Colectivo de la ex línea 6, restaurado. Foto: Museo del Colectivo, el Ómnibus y el Trolebús.

La vida de una persona puede escribirse de muchas maneras. Una de ellas es a través de las líneas de colectivos que fueron claves en su historia. Los porteños tenemos una extraordinaria red de transporte automotor que no valoramos lo suficiente. Es cierto: las unidades son ruidosas; algunos choferes, temerarios; las frecuencias, insuficientes; viajamos como ganado; pero aun así podemos ir de una punta a la otra de la Capital y el Conurbano con no más de un trasbordo.

Muchos envidian el sistema de subterráneos de las grandes capitales europeas, pero es porque no se ponen a pensar en nuestros bondis, en esa insólita telaraña que cubre los 13.285 kilómetros cuadrados del AMBA con recorridos caprichosos, casi intestinales. Habría que hacer un plano y exponerlo en el Malba como una obra de Kandinsky. El plano del metro de Londres (tan prolijito en su apariencia de circuito integrado, tan inspirador) daría vergüenza.

Cuando me pongo nostálgico, recuerdo que de chico iba a preguntarle a mi tío Morocho, camionero jubilado, qué colectivo me dejaba de nuestra casa en Pompeya a determinado punto de otro barrio. Y él siempre me decía la combinación justa, a veces nombrando las líneas con una numeración antigua que ya no se usaba y que había que traducir. Era un GPS infalible.

Me ilusiona pensar que heredé su superpoder. Cuando alguien viene y me pregunta qué bondi tomar, acierto bastante. Me cuesta decir “no sé”. Me duele, en realidad. Odio cuando algún centennial saca el celular para zanjar la duda enseguida y no me da tiempo ni siquiera a equivocarme.
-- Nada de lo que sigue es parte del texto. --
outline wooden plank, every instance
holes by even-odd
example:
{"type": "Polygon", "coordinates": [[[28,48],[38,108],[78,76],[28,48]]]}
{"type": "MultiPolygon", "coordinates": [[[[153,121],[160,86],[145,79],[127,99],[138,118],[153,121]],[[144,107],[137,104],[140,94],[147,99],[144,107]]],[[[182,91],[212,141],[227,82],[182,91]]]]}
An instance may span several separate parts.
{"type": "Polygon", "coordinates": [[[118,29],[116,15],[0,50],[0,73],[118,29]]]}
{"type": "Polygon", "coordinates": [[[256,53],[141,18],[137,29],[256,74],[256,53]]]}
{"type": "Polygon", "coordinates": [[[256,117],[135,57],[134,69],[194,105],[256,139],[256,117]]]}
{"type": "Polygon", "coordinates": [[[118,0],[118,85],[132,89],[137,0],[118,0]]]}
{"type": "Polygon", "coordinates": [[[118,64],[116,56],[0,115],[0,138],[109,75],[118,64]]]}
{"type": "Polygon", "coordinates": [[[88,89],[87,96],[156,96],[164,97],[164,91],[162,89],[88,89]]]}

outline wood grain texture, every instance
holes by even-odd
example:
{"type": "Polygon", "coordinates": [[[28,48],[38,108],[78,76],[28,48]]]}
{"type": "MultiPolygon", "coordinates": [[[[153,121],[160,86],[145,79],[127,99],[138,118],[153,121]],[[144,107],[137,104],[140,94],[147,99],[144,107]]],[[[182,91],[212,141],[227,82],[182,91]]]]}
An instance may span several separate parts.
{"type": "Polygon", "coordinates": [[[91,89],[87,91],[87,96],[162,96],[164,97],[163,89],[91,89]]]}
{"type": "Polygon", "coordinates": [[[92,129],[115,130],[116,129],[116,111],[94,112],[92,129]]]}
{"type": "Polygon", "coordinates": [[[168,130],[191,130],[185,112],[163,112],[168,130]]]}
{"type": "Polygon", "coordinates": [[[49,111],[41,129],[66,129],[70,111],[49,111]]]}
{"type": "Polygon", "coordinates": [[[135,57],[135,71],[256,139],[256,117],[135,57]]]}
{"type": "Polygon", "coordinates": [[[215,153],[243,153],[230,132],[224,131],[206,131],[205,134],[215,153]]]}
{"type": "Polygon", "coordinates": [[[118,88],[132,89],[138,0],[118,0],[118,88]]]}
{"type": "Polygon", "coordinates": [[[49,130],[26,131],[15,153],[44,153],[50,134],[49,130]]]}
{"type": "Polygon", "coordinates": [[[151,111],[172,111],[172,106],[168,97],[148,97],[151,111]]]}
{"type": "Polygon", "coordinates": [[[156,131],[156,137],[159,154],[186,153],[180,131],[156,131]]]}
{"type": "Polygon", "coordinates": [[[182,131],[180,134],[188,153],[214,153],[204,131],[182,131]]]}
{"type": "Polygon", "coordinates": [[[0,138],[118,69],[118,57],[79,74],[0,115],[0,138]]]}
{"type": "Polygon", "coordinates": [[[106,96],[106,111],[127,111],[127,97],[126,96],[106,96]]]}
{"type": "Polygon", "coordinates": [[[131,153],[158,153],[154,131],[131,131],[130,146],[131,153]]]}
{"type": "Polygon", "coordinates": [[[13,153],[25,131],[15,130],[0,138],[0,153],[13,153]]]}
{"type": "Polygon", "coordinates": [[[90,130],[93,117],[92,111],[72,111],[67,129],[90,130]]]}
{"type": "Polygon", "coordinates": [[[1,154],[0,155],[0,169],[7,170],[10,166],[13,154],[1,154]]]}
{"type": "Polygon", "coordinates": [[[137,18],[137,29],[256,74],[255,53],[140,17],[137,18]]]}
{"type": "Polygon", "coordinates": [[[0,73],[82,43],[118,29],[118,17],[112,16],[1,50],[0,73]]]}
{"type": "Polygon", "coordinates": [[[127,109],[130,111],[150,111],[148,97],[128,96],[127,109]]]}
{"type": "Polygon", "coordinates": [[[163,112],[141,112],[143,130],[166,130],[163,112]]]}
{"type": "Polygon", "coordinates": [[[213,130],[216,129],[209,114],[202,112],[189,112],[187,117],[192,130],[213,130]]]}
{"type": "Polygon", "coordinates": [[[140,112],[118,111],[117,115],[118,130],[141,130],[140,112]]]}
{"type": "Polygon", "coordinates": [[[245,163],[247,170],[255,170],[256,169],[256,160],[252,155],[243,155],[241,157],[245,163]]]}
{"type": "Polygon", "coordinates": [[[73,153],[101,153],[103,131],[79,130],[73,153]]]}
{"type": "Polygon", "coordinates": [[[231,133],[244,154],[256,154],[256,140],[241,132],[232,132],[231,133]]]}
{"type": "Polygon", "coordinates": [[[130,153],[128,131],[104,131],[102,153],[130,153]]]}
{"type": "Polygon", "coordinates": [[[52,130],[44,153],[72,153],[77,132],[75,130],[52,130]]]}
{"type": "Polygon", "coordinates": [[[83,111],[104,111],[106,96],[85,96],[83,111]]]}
Un amigo me dice que la línea 6 no existe más y es como si me hubiera dicho que se vino abajo la iglesia de Pompeya o el Puente Alsina. La 6 era la mejor línea que pasaba por el barrio: buena frecuencia, coches impecables, grandes destinos. La 6 nos llevaba al centro cuando el centro todavía valía la pena, cuando explotaba de cines y empezaba a llenarse de Pumper Nics.

La 6 fue la línea de mis primeras citas románticas, de mis rateadas del colegio, de mis viajes a la escuela del Círculo de Periodistas Deportivos. Pasé la adolescencia y la primera juventud en sus nobles unidades celestes, blancas y negras que nunca te dejaban de a pie.

Cuando me mudé a un barrio vecino, no la volví a usar. Más allá del cambio de color que tuvo en los noventa (el celeste le dejó paso al verde y a unos toquecitos rojos), la 6 quedó fijada en mi memoria como la línea invencible, la mejor del mundo, una garantía.

Mi amigo me dice que ahora su trayecto es operado por la 50, que la transformó en un ramal que ya no llega a Retiro. Una vieja unidad fue restaurada con los colores originales por el Museo del Colectivo, el Ómnibus y el Trolebús. Lo tomo como un acto de justicia.

Si la máquina del tiempo existiera, pediría volver una tarde de sábado a la Pompeya de 1975, para ir en el 6 a ver el estreno de Tiburón con aquella chica que me gustaba. Y volver juntos, compartiendo un asiento individual, embobados el uno al otro en un sentimiento maravilloso y fugaz.